Best Practices for Terraform and AKS:

  • Module Usage: For complex setups, use official Terraform modules (e.g., Azure/aks/azurerm) to create well-architected clusters.
  • State Management: Always use remote state (like Azure Storage Blob) and state locking to enable collaboration and prevent concurrent modifications.
  • Version Pinning: Pin your azurerm provider version to prevent unexpected changes due to new provider versions.
  • Prevent Destroy: For production clusters, use lifecycle { prevent_destroy = true } on azurerm_kubernetes_cluster to prevent accidental deletion.
  • Private Clusters: Enable private_cluster_enabled for enhanced security where appropriate.
  • Managed Identities: Leverage Managed Identities for AKS and your applications to interact with other Azure services securely.

Exercise/Mini-Challenge:

  1. Modify the main.tf to add an additional azurerm_kubernetes_cluster_node_pool named apppool with node_count = 1 and a different vm_size (e.g., Standard_D2_v3).
  2. Set only_critical_addons_enabled = true on the default_node_pool.
  3. Deploy the infrastructure and verify the two node pools.
  4. Implement automatic_upgrade_channel = "stable" in your azurerm_kubernetes_cluster resource.

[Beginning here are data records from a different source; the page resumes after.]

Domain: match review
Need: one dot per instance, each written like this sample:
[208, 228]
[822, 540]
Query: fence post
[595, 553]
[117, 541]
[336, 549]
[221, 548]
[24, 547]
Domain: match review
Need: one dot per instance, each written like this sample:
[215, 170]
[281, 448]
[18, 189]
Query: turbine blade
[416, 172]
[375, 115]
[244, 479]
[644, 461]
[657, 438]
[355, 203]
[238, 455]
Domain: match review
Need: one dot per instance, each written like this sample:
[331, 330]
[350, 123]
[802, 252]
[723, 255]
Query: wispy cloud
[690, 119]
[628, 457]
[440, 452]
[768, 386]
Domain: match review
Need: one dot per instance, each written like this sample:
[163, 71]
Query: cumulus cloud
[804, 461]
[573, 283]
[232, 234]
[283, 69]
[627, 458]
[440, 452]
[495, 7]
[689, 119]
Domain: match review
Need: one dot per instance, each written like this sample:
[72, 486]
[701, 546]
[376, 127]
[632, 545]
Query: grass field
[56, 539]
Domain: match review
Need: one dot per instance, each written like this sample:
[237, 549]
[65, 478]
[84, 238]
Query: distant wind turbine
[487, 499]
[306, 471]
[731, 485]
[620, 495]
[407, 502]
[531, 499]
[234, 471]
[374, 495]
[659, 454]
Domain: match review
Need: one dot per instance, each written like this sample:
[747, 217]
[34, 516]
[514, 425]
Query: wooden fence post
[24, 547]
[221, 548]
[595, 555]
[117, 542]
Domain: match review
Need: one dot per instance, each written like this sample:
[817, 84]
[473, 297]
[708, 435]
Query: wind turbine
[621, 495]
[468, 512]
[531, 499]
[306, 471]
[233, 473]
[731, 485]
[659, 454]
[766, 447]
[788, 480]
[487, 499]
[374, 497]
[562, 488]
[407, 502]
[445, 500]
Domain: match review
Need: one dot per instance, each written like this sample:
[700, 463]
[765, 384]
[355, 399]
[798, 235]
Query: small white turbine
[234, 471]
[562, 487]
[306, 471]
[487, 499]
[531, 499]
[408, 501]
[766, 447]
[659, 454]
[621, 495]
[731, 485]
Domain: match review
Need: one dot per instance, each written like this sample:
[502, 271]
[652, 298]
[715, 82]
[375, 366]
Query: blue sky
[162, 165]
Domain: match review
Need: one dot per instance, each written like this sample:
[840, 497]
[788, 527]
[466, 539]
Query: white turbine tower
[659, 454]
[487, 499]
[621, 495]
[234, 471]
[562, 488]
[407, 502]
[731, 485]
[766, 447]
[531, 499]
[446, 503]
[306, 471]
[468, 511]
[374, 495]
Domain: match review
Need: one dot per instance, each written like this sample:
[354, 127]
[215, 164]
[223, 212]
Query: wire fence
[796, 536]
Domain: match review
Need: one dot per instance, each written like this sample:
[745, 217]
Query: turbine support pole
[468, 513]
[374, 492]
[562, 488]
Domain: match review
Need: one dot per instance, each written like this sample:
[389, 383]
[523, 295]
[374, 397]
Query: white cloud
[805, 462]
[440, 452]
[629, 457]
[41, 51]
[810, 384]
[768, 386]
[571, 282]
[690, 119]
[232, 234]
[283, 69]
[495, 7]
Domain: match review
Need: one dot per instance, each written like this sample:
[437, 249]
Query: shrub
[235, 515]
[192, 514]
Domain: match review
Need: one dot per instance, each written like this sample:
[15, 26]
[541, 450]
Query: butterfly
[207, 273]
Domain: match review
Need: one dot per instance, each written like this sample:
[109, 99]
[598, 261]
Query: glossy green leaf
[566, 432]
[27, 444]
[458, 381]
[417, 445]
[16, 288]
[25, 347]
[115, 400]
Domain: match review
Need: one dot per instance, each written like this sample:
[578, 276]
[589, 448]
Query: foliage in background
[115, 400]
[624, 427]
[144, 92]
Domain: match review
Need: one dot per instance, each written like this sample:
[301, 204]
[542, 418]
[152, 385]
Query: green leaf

4.2 Logging, Debugging, and Tracing

Observability is crucial for understanding the health and performance of your applications and infrastructure.

4.2.1 Logging with Azure Monitor and Container Insights

Logging provides a record of events happening within your applications and Kubernetes cluster. Azure Monitor Container Insights is a feature of Azure Monitor that monitors the performance of container workloads deployed to AKS. It collects metrics and logs from containers, nodes, and the control plane.

Key features:

  • Automatic collection: Collects logs, metrics, and events from AKS automatically.
  • Log Analytics Workspace: Stores collected data in a centralized Log Analytics Workspace for querying and analysis.
  • Pre-built dashboards: Provides out-of-the-box dashboards for cluster health, node performance, and container activity.
  • Kubelet logs: You can also get kubelet logs for node-level troubleshooting.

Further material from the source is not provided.